[Date Prev][Date Next][Thread Prev][Thread Next][Date Index][Thread Index]

Re: [RFC for-4.20 v1 1/1] x86/hvm: Introduce Xen-wide ASID Allocator



On 6/13/24 1:04 PM, Jan Beulich wrote:
On 24.05.2024 14:31, Vaishali Thakkar wrote:
--- a/xen/arch/x86/hvm/asid.c
+++ b/xen/arch/x86/hvm/asid.c
@@ -27,8 +27,8 @@ boolean_param("asid", opt_asid_enabled);
   * the TLB.
   *
   * Sketch of the Implementation:
- *
- * ASIDs are a CPU-local resource.  As preemption of ASIDs is not possible,
+ * TODO(vaishali): Update this comment
+ * ASIDs are Xen-wide resource.  As preemption of ASIDs is not possible,
   * ASIDs are assigned in a round-robin scheme.  To minimize the overhead of
   * ASID invalidation, at the time of a TLB flush,  ASIDs are tagged with a
   * 64-bit generation.  Only on a generation overflow the code needs to
@@ -38,20 +38,21 @@ boolean_param("asid", opt_asid_enabled);
   * ASID useage to retain correctness.
   */
-/* Per-CPU ASID management. */
+/* Xen-wide ASID management */
  struct hvm_asid_data {
-   uint64_t core_asid_generation;
+   uint64_t asid_generation;
     uint32_t next_asid;
     uint32_t max_asid;
+   uint32_t min_asid;
     bool disabled;
  };
-static DEFINE_PER_CPU(struct hvm_asid_data, hvm_asid_data);
+static struct hvm_asid_data asid_data;
void hvm_asid_init(int nasids)
  {
      static int8_t g_disabled = -1;
-    struct hvm_asid_data *data = &this_cpu(hvm_asid_data);
+    struct hvm_asid_data *data = &asid_data;
data->max_asid = nasids - 1;
      data->disabled = !opt_asid_enabled || (nasids <= 1);
@@ -64,67 +65,73 @@ void hvm_asid_init(int nasids)
      }
/* Zero indicates 'invalid generation', so we start the count at one. */
-    data->core_asid_generation = 1;
+    data->asid_generation = 1;
/* Zero indicates 'ASIDs disabled', so we start the count at one. */
      data->next_asid = 1;

Both of these want to become compile-time initializers now, I think. The
comments would move there, but especially the second one also looks to
need updating.

Ack, will fix this.

  }
-void hvm_asid_flush_vcpu_asid(struct hvm_vcpu_asid *asid)
+void hvm_asid_flush_domain_asid(struct hvm_domain_asid *asid)
  {
      write_atomic(&asid->generation, 0);
  }
-void hvm_asid_flush_vcpu(struct vcpu *v)
+void hvm_asid_flush_domain(struct domain *d)
  {
-    hvm_asid_flush_vcpu_asid(&v->arch.hvm.n1asid);
-    hvm_asid_flush_vcpu_asid(&vcpu_nestedhvm(v).nv_n2asid);
+    hvm_asid_flush_domain_asid(&d->arch.hvm.n1asid);
+    //hvm_asid_flush_domain_asid(&vcpu_nestedhvm(v).nv_n2asid);

While in Lisbon Andrew indicated to not specifically bother about the nested
case, I don't think he meant by this to outright break it. Hence imo
something like this will need taking care of (which it being commented out
may or may not indicate is the plan).


I've already mentioned the reason for commenting out this code for v1 in the cover letter. But in case you missed it, TLDR: I wanted to know the plans from the nested virtualization project with regards to this before doing the changes. And it was commented out just to present the idea and for testing. Also, I have put few TODOs in this RFC for v2 which indicates the plan to handle the nested virt parts.
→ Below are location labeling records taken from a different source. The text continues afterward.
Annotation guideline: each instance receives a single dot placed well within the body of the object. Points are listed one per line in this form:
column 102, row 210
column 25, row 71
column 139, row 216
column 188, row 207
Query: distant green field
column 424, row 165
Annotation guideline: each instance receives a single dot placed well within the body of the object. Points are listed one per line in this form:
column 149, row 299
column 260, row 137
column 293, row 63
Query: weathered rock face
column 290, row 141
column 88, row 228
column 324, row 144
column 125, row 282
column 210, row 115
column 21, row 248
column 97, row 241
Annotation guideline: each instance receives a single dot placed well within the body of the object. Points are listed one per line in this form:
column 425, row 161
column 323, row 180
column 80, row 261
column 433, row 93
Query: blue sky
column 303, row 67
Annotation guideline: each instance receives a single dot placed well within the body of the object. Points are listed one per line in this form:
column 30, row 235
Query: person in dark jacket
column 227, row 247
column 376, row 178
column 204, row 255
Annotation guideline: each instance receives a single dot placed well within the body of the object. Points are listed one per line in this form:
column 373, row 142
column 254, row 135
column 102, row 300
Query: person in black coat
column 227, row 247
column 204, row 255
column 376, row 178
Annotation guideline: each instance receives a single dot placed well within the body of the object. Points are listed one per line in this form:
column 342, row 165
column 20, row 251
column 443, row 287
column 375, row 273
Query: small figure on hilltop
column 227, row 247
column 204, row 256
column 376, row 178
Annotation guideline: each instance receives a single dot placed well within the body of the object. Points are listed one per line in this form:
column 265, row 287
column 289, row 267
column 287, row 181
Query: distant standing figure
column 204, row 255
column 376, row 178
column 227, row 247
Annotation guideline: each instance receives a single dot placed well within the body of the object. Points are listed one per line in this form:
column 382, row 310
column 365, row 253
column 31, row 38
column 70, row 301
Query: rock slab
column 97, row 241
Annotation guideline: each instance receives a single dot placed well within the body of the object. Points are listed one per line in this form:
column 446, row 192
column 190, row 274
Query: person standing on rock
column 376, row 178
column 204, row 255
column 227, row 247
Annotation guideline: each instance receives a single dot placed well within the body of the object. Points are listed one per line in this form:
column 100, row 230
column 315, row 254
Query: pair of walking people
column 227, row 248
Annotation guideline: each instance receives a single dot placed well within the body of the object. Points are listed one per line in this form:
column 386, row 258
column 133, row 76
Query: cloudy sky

Anyway, as discussed at the Xen Summit and indicated by Andrew, in v2 I'll make the changes kind of similar to what's happening in the non-nested virt code.

  }
-void hvm_asid_flush_core(void)
+void hvm_asid_flush_all(void)
  {
-    struct hvm_asid_data *data = &this_cpu(hvm_asid_data);
+    struct hvm_asid_data *data = &asid_data;
- if ( data->disabled )
+    if ( data->disabled)
          return;
- if ( likely(++data->core_asid_generation != 0) )
+    if ( likely(++data->asid_generation != 0) )
          return;
/*
-     * ASID generations are 64 bit.  Overflow of generations never happens.
-     * For safety, we simply disable ASIDs, so correctness is established; it
-     * only runs a bit slower.
-     */
+    * ASID generations are 64 bit.  Overflow of generations never happens.
+    * For safety, we simply disable ASIDs, so correctness is established; it
+    * only runs a bit slower.
+    */

Please don't screw up indentation; this comment was well-formed before. What
I question is whether, with the ultimate purpose in mind, the comment actually
will continue to be correct. We can't simply disable ASIDs when we have SEV
VMs running, can we?

You're right about SEV VMs. But wouldn't we still want to have a way to disable ASIDs when there are no SEV VMs are running?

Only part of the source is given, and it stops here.